Loafe with me on the grass, loose the stop from your throat,
Not words, not music or rhyme I want, not custom or lecture, not
even the best,
Only the lull I like, the hum of your valved voice.
- Walt Whitman, “Song of Myself”
If I were teaching teachers, I would have them read this Economist article examining a newly published German study showing a strong positive correlation between urban dwellers and high levels of anxiety.
We would discuss the study and its methodology. We’d work our way through a round of “I noticed…” “I wonder…” “What if…” and then someone would hopefully notice the smallish size of the German study. Perhaps a hand would be raised and a “yeahbut” would be voiced.
“What about this,” I would ask, sharing with the assembled teachers this 2009 New York Times Magazine article about Dr. Jerome Kagan’s decades-long research into the origins and possible causes of anxiety.
Kagan has been compiling evidence since the late 80s that shows a connection between anxiety in infants and continued anxiety in those same subjects as they move into childhood, adolescence and eventually adulthood.
These teachers and I would discuss Kagan’s theories regarding those who are “wired to worry.” Again, I would query them on what they noticed, what they wondered and their what ifs.
Using some intertextual analysis, we would then start to make inferred connections between Kagan’s work and that of Dr. Andreas Meyer-Lindenberg, the author of the Economist study.
Wanting to learn alongside, I would posit the idea that one who is both wired for worry and raised in an urban environment would seem to have the proverbial deck stacked against him.
To this person, it would seem not only that the world is a highly unstable and difficult place, but that the environ within which he lives is only working to accentuate that instability. Despite his best intentions, this person will worry, doubt and second-guess more than his hypothetical twin separated at birth and raised in a nearby farm town.
Finally, to bring things back home, I would point these teachers to Sylvia Martinez’s reflections on a recent keynote by NYU Associate Professor Joshua Aronson. We would examine Aronson’s definition of the stereotype threat – being at risk of confirming, as self-characteristic, a negative stereotype about one’s group.
Simply putting a box to mark gender, for example, at the front of a math test significantly changed test scores – for both men and women. Compared to a test where gender was not asked for, if gender was asked for at the beginning of a test, boy’s scores went up, girls’ scores went down. If gender was asked at the end, boys’ scores went down, girls’ scores went up.

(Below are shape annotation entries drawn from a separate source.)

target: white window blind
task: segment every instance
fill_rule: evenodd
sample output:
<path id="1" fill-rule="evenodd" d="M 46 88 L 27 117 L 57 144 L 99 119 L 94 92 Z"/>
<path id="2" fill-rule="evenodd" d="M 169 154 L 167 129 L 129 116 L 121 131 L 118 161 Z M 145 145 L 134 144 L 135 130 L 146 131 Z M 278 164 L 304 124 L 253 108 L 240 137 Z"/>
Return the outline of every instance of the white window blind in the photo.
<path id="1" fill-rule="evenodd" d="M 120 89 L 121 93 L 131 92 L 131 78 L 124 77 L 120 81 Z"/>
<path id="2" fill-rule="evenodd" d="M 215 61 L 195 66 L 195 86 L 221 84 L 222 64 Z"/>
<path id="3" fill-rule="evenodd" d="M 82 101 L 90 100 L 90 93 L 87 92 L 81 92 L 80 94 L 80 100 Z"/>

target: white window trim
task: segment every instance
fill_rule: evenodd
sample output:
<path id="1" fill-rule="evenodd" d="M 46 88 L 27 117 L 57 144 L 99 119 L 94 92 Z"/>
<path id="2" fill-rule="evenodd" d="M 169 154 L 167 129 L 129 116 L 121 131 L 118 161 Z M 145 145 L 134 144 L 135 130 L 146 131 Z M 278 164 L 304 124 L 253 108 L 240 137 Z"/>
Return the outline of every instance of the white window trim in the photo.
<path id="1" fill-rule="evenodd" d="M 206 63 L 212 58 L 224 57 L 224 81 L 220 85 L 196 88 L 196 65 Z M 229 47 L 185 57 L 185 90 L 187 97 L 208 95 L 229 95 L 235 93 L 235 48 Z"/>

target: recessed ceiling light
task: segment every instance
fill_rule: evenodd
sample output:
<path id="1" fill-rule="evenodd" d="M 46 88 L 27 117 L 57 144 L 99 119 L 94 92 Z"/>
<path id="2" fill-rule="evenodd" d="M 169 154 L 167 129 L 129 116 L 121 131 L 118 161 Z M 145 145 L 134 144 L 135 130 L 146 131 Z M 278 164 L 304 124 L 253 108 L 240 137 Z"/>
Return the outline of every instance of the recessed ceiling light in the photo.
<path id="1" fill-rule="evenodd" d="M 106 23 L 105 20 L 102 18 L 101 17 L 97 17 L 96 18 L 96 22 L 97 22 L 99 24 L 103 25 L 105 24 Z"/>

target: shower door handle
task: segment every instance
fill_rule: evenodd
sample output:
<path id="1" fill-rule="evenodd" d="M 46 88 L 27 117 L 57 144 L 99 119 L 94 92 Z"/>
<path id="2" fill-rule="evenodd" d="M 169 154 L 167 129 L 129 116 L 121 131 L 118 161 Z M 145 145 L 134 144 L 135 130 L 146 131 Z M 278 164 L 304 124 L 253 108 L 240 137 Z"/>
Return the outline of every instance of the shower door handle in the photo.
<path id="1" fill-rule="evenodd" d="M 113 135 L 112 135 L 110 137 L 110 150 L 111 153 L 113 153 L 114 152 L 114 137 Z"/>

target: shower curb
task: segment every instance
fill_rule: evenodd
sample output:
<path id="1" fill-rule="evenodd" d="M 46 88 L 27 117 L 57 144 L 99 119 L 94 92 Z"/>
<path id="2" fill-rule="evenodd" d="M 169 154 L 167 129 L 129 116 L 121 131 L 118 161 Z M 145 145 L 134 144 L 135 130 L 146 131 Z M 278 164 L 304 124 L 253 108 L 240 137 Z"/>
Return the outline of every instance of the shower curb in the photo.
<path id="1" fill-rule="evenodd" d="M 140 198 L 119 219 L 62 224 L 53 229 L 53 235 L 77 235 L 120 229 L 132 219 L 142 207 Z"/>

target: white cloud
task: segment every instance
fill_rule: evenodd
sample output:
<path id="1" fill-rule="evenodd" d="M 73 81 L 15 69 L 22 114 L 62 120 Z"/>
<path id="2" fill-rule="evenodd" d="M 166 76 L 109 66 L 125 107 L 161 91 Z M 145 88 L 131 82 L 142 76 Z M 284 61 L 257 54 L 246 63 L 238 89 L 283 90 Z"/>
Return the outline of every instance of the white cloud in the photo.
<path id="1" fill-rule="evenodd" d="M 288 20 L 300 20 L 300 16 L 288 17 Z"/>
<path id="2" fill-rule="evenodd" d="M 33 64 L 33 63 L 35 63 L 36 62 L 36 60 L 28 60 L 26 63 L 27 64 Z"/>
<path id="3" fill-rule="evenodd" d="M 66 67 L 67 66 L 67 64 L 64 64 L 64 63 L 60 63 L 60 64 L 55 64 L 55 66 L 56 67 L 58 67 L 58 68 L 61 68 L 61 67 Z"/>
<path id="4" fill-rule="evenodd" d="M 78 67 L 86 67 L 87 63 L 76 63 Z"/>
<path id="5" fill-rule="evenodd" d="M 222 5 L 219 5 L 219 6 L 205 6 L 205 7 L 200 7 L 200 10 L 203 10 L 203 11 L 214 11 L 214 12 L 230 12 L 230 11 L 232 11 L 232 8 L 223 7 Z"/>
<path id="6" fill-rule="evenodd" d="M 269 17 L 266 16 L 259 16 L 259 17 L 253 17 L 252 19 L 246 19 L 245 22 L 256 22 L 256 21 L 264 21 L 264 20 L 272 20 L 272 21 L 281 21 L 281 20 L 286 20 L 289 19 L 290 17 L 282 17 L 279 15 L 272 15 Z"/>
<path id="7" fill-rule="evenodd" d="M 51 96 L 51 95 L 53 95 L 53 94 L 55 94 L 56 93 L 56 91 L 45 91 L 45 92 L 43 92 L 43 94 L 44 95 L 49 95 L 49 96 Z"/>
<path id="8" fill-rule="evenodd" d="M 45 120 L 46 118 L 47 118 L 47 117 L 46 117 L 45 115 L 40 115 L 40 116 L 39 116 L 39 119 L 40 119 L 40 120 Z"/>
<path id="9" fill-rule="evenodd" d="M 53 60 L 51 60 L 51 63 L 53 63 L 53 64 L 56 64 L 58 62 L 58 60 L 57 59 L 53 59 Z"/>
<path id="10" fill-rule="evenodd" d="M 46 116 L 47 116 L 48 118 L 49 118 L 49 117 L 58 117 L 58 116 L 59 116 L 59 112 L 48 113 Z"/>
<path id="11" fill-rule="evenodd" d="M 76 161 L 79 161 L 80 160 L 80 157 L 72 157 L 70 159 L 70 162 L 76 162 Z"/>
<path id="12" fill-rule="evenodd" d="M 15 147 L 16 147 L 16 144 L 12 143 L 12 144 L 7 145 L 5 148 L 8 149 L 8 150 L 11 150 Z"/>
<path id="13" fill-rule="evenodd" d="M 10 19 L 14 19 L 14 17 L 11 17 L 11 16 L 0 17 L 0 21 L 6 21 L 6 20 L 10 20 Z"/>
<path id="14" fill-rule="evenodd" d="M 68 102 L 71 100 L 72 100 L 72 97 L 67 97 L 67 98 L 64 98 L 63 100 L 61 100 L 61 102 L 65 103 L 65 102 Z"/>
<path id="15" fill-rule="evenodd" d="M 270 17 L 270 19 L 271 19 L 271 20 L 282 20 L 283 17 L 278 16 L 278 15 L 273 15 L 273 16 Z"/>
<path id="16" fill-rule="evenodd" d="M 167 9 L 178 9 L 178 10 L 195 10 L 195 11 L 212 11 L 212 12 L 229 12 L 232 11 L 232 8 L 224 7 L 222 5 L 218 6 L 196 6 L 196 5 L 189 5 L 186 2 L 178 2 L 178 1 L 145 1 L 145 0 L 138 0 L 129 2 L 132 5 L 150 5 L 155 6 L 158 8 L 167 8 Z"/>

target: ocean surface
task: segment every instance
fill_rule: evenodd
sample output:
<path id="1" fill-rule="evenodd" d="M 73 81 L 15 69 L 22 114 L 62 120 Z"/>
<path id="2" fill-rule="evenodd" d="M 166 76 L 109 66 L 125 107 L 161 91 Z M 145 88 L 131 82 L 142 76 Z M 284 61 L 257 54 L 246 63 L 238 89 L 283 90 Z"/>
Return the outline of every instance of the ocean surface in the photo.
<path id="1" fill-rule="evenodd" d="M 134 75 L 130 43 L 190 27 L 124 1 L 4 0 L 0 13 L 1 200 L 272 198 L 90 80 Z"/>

And then we would discuss the implications of these three assembled pieces on the practice of the teachers in the room.
The idea of urban anxiety makes sense to me. I saw it time and again teaching in Philadelphia. Students became distraught and anxious in the face of seemingly surmountable odds. Students completely capable of completing an assignment or understanding an idea shut down or expressed extreme doubt or anxiety. Whereas I could normally connect with and deescalate similar situations with ease, these moments required a level of effort I found deeply surprising.
For me, this creates a question of practice. Even if the vast majority of students are not “wired for worry,” the possibility students in city and urban environments could be more highly predisposed to anxiety illuminates a barrier to learning many teachers probably sensed, but had no name or schema for until now.
Knowing or almost knowing creates an imperative to change.
If the goal of the assembled teachers is to help all students more fully, if elevated anxiety levels impede that learning, and if environment influences those anxiety levels, then it is incumbent upon teachers to design a learning experience that lowers anxiety levels as much as possible.
How can you build a classroom that works against a natural proclivity for anxiety? What could you stop doing immediately to make life less worrisome for your students? What systems can you build to make your classroom, and then your school, a haven of diminished worry?
I have some ideas. I have many more questions. Mostly, I have burning sense that knowing that the designs and structures of learning spaces could be impeding the health and learning of those we are to care for means an ethical imperative to break down those impediments.